Son of Holmes | страница 29



“Who are you to tell us what to do?” demanded Henri, who seemed quite shaken. Georges, standing next to him, put his arm around his shoulder. Paul sat alone by the fire, looking at the flames.

4


I had supposed that Jacques Magiot, an old acquaintance of mine and the chief of police, would have come out for the investigation, but he sent a young inspector and two gendarmes, who made it clear that their chief’s appearance was by no means necessary for the gathering of evidence. The flics stationed themselves by the door while the inspector walked around inspecting. He leaned down and sniffed the rug where the beer had spilled.

“Prussic acid,” he said.

“Some form of cyanide, at any rate,” I answered.

He nodded. “Are you familiar with poisons?”

“Oh come. The almond smell is distinctive.”

He noted something in his book.

The others stood about nervously. The inspector spent a bit of time looking at a spiderweblike impression on the coffee table and after a series of “ahems” said that he’d like to question each of us separately.

“But before I do, I will say that while you are all free to move about in town, no one is to leave Valence for any period of time without checking with the authorities.”

“But I don’t live in Valence,” said Paul. “I’m from St. Etienne.”

“In that case, monsieur, we will escort you to your home by way of the St. Etienne constabulatory, and you will report to them.”

While we waited to be called to the kitchen for questioning, Tania and I sat without a word on the divan, her arm linked into mine. She seemed too calm, almost to the point of breaking, as though she were under some unbearable pressure. Undoubtedly this local tragedy had turned her thoughts to her sons at the front.

The inspector first called Lupa, then Georges, Paul, Henri, Tania, and Fritz. The first four were led to the back door and excused, while Tania and Fritz waited in the kitchen after their questioning. The inspector interrogated me in the front room.

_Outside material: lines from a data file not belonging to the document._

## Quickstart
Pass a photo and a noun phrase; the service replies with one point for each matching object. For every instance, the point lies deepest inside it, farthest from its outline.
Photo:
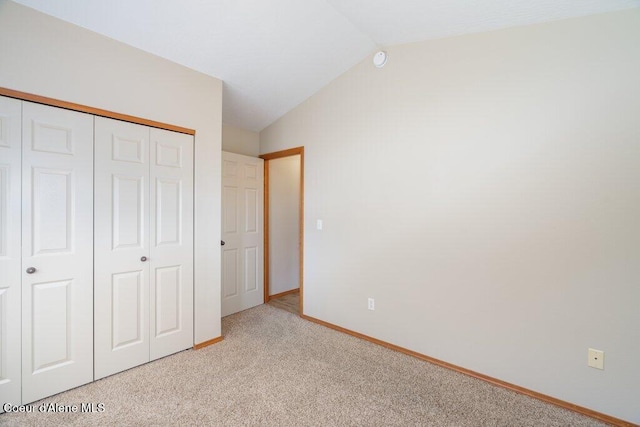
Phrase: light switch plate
(596, 358)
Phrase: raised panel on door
(57, 243)
(242, 232)
(121, 246)
(171, 255)
(10, 241)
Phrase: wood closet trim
(91, 110)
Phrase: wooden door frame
(272, 156)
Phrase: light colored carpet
(290, 302)
(274, 368)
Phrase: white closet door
(121, 246)
(10, 240)
(242, 232)
(57, 250)
(171, 257)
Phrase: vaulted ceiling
(273, 54)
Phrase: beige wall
(240, 141)
(284, 224)
(45, 56)
(485, 190)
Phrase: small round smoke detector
(379, 59)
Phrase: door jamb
(272, 156)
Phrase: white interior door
(171, 260)
(10, 242)
(242, 232)
(121, 246)
(57, 250)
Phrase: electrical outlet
(596, 358)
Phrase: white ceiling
(274, 54)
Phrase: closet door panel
(57, 250)
(121, 246)
(171, 242)
(10, 241)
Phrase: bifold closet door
(144, 245)
(10, 242)
(57, 250)
(121, 246)
(171, 281)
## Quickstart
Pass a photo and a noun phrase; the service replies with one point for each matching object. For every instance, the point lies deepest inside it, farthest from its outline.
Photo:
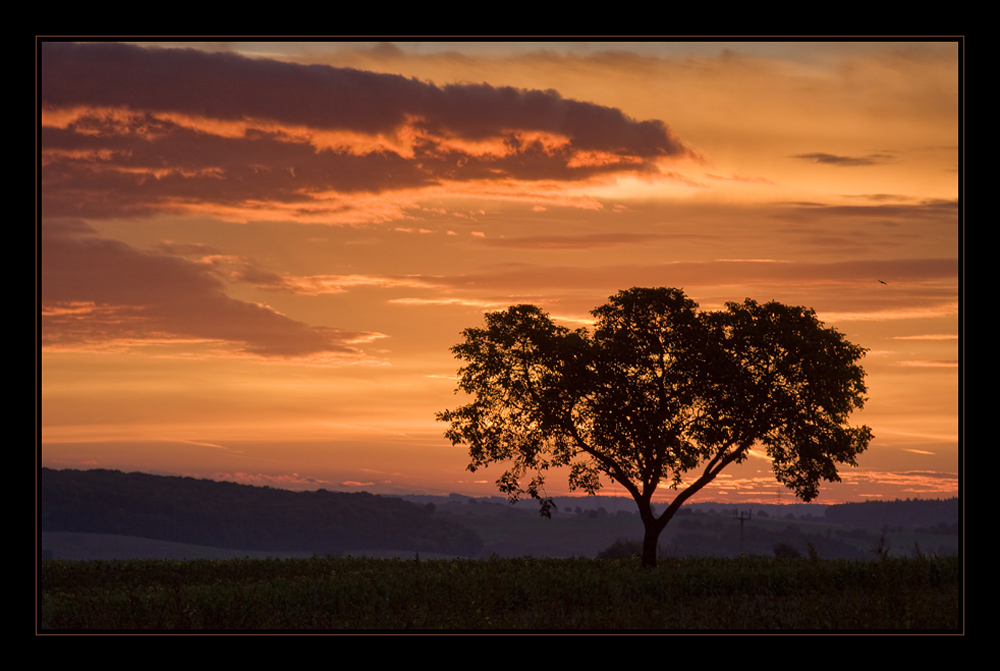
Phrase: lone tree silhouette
(656, 392)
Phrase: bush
(784, 550)
(623, 548)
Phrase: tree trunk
(649, 542)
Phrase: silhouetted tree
(657, 391)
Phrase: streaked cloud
(846, 161)
(98, 289)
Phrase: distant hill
(243, 517)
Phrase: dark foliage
(657, 395)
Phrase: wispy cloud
(846, 161)
(97, 289)
(134, 130)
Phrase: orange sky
(255, 257)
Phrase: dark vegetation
(539, 594)
(658, 394)
(798, 571)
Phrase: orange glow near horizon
(259, 278)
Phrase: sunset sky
(254, 257)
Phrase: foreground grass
(538, 594)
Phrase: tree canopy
(658, 394)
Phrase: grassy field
(331, 594)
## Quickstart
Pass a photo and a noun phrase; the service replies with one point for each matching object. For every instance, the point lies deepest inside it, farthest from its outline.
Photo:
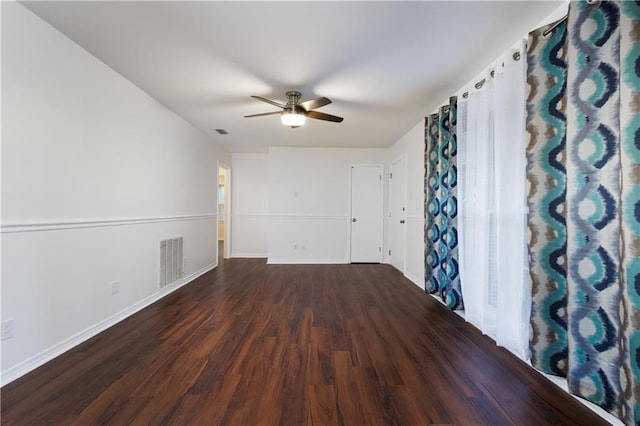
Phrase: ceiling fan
(294, 112)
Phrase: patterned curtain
(583, 175)
(441, 206)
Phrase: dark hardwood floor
(256, 344)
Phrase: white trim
(95, 223)
(309, 217)
(419, 219)
(414, 279)
(250, 255)
(226, 246)
(350, 236)
(47, 355)
(307, 261)
(402, 157)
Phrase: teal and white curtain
(441, 206)
(583, 176)
(492, 170)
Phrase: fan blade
(269, 101)
(315, 103)
(322, 116)
(264, 113)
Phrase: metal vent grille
(171, 260)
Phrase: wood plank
(251, 343)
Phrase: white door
(397, 207)
(366, 214)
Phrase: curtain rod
(554, 26)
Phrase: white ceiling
(384, 64)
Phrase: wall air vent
(171, 261)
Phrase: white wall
(249, 205)
(309, 202)
(94, 174)
(411, 145)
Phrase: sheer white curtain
(492, 199)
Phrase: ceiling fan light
(292, 118)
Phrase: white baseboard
(414, 279)
(250, 255)
(58, 349)
(271, 261)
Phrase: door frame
(350, 233)
(226, 246)
(403, 232)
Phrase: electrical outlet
(7, 329)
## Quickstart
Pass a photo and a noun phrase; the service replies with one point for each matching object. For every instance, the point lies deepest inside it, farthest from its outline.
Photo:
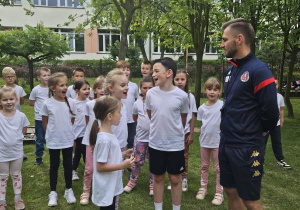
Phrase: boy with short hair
(9, 76)
(167, 107)
(146, 69)
(132, 95)
(78, 74)
(37, 97)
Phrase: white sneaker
(74, 176)
(69, 196)
(184, 185)
(52, 199)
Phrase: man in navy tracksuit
(249, 112)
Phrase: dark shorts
(162, 161)
(241, 168)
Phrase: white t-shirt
(121, 131)
(166, 129)
(132, 95)
(11, 136)
(192, 110)
(71, 93)
(106, 185)
(20, 93)
(211, 120)
(280, 103)
(80, 123)
(143, 123)
(59, 133)
(39, 95)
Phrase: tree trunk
(288, 103)
(30, 67)
(198, 78)
(141, 44)
(281, 70)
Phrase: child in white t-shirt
(82, 88)
(141, 144)
(13, 126)
(210, 116)
(132, 95)
(9, 76)
(78, 74)
(167, 107)
(58, 115)
(90, 118)
(37, 97)
(181, 80)
(107, 178)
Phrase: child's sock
(158, 206)
(176, 207)
(18, 196)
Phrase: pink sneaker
(3, 205)
(19, 204)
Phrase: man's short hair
(241, 26)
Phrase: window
(76, 41)
(57, 3)
(109, 37)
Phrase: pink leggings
(88, 171)
(14, 169)
(205, 159)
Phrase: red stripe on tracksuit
(263, 84)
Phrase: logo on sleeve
(245, 76)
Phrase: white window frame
(71, 41)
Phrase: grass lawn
(279, 186)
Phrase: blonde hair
(5, 89)
(8, 70)
(110, 79)
(122, 64)
(52, 82)
(212, 82)
(103, 106)
(38, 71)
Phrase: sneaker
(283, 164)
(69, 196)
(151, 190)
(3, 205)
(128, 188)
(201, 194)
(218, 199)
(19, 204)
(169, 186)
(75, 177)
(84, 198)
(184, 185)
(38, 161)
(52, 199)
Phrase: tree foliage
(33, 44)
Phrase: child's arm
(21, 100)
(183, 119)
(190, 138)
(24, 130)
(135, 116)
(104, 167)
(281, 114)
(31, 102)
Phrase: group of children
(155, 120)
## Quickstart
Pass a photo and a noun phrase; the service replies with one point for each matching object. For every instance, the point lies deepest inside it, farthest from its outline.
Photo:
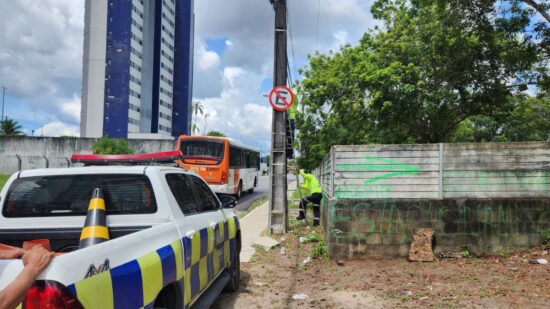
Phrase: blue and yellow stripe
(194, 262)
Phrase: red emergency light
(142, 158)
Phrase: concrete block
(394, 239)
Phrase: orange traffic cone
(95, 228)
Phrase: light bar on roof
(154, 157)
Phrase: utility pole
(3, 97)
(278, 210)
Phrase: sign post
(280, 100)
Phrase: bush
(112, 146)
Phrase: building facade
(137, 68)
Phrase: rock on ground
(421, 246)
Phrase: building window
(133, 121)
(165, 104)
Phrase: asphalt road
(248, 198)
(261, 190)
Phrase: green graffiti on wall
(391, 168)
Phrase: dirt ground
(272, 278)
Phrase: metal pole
(3, 96)
(278, 210)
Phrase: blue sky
(41, 59)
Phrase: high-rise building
(138, 68)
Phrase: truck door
(199, 222)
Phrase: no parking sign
(281, 98)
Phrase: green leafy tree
(112, 146)
(215, 133)
(10, 127)
(436, 71)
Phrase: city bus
(227, 165)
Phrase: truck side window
(182, 193)
(208, 201)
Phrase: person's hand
(37, 259)
(11, 254)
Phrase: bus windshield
(202, 150)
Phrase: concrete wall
(385, 227)
(487, 197)
(39, 152)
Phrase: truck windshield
(202, 150)
(69, 195)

“Monsieur Magiot sends his compliments.”

I nodded.

“I’ve made no arrests. Have you any suspicions?”

“No.”

“I’m inclined to think of suicide. He was your close friend, was he not? Had he been unduly depressed?”

It went on in that vein for several minutes. I had no information for him, and he had formed no suspicions himself. He thought it odd that so few of my guests had been French, and asked me about it.

I shrugged. “They are my friends.”

Finally, a little after midnight, they left. Tania and Fritz came back to join me, and we sat drinking brandy for a time, pensive. The undertaker had come earlier, and my thoughts went back to Marcel’s body being removed. I closed my eyes and tried to imagine how he had been only that morning, but I could not. Perhaps it was better that way. I couldn’t think of him as a dead man yet. He was the friend of my childhood, and he was gone.